流行に敏感な方は既にご存知の『サル痘』(さるとう)。
英語だと『monkeypox』と言うらしい。

『サル痘』は、サル痘ウイルス感染による急性発疹性疾患である。
少ないながらも多数の国で感染者が確認されており、今後の動向が注視されている。

概要については既にニュースになっているような記事を見ていただければわかるとおりだと思うが、いろいろとハッキリしたことは不明だ。
ただ、なんとなくその発生状況に疑念があり、それは専門家も同じような見解のようで。

つまり、『いろんな国で一気に出過ぎてない?』ということ。

そして、昨年既に行われていたとされるビルゲイツさんの関わる事前シミュレーションなども考慮され、胡散臭い印象になっている。

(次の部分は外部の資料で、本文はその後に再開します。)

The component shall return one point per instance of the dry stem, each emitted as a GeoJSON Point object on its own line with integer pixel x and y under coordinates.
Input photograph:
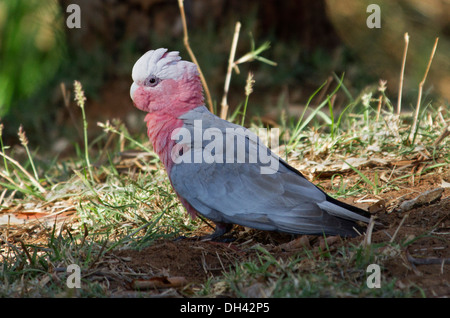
{"type": "Point", "coordinates": [400, 89]}
{"type": "Point", "coordinates": [224, 104]}
{"type": "Point", "coordinates": [416, 116]}
{"type": "Point", "coordinates": [191, 54]}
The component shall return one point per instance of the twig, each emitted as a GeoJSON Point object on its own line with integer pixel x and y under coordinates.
{"type": "Point", "coordinates": [398, 228]}
{"type": "Point", "coordinates": [380, 101]}
{"type": "Point", "coordinates": [444, 134]}
{"type": "Point", "coordinates": [400, 89]}
{"type": "Point", "coordinates": [224, 104]}
{"type": "Point", "coordinates": [416, 116]}
{"type": "Point", "coordinates": [32, 179]}
{"type": "Point", "coordinates": [368, 237]}
{"type": "Point", "coordinates": [191, 54]}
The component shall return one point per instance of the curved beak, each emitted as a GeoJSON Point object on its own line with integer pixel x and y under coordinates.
{"type": "Point", "coordinates": [133, 88]}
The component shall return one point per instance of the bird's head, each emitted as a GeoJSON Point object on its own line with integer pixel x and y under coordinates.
{"type": "Point", "coordinates": [164, 82]}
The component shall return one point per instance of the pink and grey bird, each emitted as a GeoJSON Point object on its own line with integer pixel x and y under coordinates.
{"type": "Point", "coordinates": [227, 191]}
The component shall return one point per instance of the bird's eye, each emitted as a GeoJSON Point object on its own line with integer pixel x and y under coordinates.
{"type": "Point", "coordinates": [151, 81]}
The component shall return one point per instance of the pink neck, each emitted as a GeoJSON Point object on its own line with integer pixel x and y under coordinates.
{"type": "Point", "coordinates": [159, 130]}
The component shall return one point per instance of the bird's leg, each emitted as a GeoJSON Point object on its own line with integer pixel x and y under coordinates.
{"type": "Point", "coordinates": [221, 229]}
{"type": "Point", "coordinates": [216, 236]}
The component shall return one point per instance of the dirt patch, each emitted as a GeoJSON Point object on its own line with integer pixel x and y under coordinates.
{"type": "Point", "coordinates": [192, 259]}
{"type": "Point", "coordinates": [422, 260]}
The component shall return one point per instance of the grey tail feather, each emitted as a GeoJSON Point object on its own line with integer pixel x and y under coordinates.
{"type": "Point", "coordinates": [331, 199]}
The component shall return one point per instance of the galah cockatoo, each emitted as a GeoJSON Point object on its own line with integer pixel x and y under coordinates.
{"type": "Point", "coordinates": [211, 177]}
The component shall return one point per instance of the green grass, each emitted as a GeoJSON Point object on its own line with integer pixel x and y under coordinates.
{"type": "Point", "coordinates": [130, 205]}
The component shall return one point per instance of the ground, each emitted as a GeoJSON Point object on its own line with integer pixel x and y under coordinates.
{"type": "Point", "coordinates": [196, 261]}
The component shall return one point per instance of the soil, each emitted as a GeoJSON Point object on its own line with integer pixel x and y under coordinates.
{"type": "Point", "coordinates": [423, 263]}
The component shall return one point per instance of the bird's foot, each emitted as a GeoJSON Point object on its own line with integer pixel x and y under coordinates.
{"type": "Point", "coordinates": [216, 236]}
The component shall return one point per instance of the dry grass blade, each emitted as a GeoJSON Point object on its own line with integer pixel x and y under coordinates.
{"type": "Point", "coordinates": [191, 54]}
{"type": "Point", "coordinates": [419, 98]}
{"type": "Point", "coordinates": [224, 104]}
{"type": "Point", "coordinates": [32, 179]}
{"type": "Point", "coordinates": [400, 88]}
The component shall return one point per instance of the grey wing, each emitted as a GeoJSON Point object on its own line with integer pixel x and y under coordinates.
{"type": "Point", "coordinates": [238, 192]}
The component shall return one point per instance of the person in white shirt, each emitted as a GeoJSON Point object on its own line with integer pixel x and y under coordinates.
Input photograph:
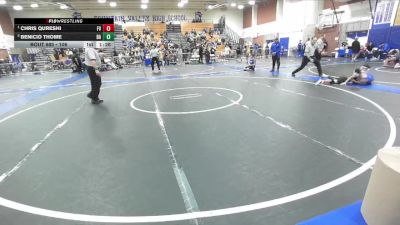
{"type": "Point", "coordinates": [154, 58]}
{"type": "Point", "coordinates": [93, 62]}
{"type": "Point", "coordinates": [309, 56]}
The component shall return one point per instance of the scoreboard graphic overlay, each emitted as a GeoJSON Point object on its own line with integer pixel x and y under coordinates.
{"type": "Point", "coordinates": [64, 33]}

そこで疑われているのが『実際はサル痘ではなく自己免疫性水疱症ではないか?』ということ。

◇◇◇

今回の記事ではそのふたつについて簡単に症状等を整理してみようと思う。症状が違えばわかりやすいではないか。

以下、それぞれの情報を連続して引用する。
(長いし重要箇所を後で抜粋するので『症状比較』まで飛ばしてもOK)


◆サル痘

感染源・感染経路
サル痘ウイルスの動物からヒトへの感染経路は、感染動物に咬まれること、あるいは感染動物の血液・体液・皮膚病変(発疹部位)との接触による感染が確認されている。自然界ではげっ歯類が宿主と考えられているが、自然界におけるサイクルは現時点では不明である。
 ヒトからヒトへの感染は稀であるが、濃厚接触者の感染や、リネン類を介した医療従事者の感染の報告があり(Aaron TF. 2005, Aisling V. 2020)、患者の飛沫・体液・皮膚病変(発疹部位)を介した飛沫感染や接触感染があると考えられている。

臨床像
サル痘の潜伏期間は5~21日(通常7~14日)とされる(WHO, 2021)。潜伏期間の後、発熱、頭痛、リンパ節腫脹、筋肉痛などが1~5日続き、その後発疹が出現する。発疹は典型的には顔面から始まり、体幹部へと広がる。初期は平坦であるが、水疱、膿疱化し痂皮化した後、発症から2~4週間で治癒する(写真2)。発疹は皮膚だけではなく、口腔、陰部の粘膜、結膜や角膜にも生じることがあるが、特に初期においては水痘や麻しん、梅毒などのその他の発疹症との鑑別が困難なことがある。リンパ節腫脹を呈する頻度が高く、類似した皮膚病変を示す天然痘との鑑別に有用とされる(Andrea M. 2014)。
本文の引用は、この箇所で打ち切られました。